Rage Against the Machine
"I awake and find myself lonely in the vast world. After many an inebriating farewell cup, I come to my senses. The slanting moon on the wax is shaped like a crescent." -Hồ Xuân Hương
I have always liked the idea of the twelve days of Christmas. I am reluctant to take down the Christmas tree and all the decorations so painstakingly arranged, preferring to leave them up and glittering at least until Epiphany. Driving around my old neighborhood in the suburbs of Gainesville last night and enjoying the decorations still visible, I was happy to find that quite a few people seem to share the same reluctance. A perfectly green and functional Christmas tree tossed to the curb, to me is a sad sight, all the expectation and joy once surrounding the icon of our holiday season, now headed for the land fill.
Our time on this earth is so fleeting, the older I get, the more I rage against the machine we have created which seems to require that the vast majority of our waking moments be consumed by the grueling pursuit of digits to pay for widgets. Our celebrations and moments of vacation and renewal are few and far between in comparison to our hours of work and worry, not to mention the commute in between. Our moments of rest are disturbed by the constant background noise of information and drama. Ancient societies that we now consider “primitive” worked far fewer hours than their more sophisticated descendants.
What is it that drives us to press our flesh to the grindstone as it strips away the days of our lives in efforts which, now more than ever, enrich the few while barely sustaining the many? Perhaps it is the very real fear of finding ourselves adrift in a society which has replaced the cultural obligation of caring for the poor, the sick and the elderly with an institutional, governmental substitute that is more effective at making insurance and drug companies profitable than it is in providing quality care.
Perhaps it is the ascendancy of the competition paradigm. Millions of Chinese people work like insects, flogged by fears of failing to compete with the Americans. Their party bosses grow rich in the same way as our own corporate masters. Americans are told that older cultures than ours, not so intent on world domination, which work fewer hours, take more holidays, longer lunches, more breaks - and retire at a younger age – are corrupt, are decadent. Yet these “inferior” people live longer than we do and they suffer from less heart disease and cancer during their longer life spans.

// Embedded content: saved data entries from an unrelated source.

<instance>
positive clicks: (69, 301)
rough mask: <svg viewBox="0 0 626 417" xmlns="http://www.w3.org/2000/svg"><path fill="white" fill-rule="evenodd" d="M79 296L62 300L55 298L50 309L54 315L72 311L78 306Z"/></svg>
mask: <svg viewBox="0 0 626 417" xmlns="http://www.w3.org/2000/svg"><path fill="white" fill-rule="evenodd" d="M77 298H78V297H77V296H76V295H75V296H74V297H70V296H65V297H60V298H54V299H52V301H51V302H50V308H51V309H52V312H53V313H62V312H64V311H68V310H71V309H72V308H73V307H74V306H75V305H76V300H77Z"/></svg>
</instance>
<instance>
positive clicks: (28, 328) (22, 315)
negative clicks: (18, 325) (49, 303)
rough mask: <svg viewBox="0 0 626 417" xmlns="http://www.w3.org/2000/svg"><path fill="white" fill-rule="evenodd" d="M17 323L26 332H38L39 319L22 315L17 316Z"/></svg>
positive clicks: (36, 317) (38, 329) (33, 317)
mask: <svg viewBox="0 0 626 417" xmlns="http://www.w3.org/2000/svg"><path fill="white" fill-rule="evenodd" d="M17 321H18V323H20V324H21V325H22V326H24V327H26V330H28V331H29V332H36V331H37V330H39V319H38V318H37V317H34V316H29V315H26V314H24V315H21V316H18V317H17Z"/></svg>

All too soon my own work week will begin again. I am grateful, as I have been instructed to be, as millions of Americans who have seen their benefits diminish or disappear and who have not received a raise in years, have been instructed to be, that I still have a job in this economy. What can one person do against a planetary paradigm anyhow?
I’ll tell you what one person can do. One can choose not to participate in the seductions of a consumer culture which serve to further enslave. I can refuse to borrow money to pay for things I do not need but have been conditioned to want. I can learn to want what I already have. I can find pleasure in the myriad facets of life in a magical and remarkable world that does not depend on this thin veneer of human activity for its magic and remark-ability. I can learn to spend less than I earn and to save and invest wisely and dispassionately. I can leave my Christmas tree up until spring if I want to.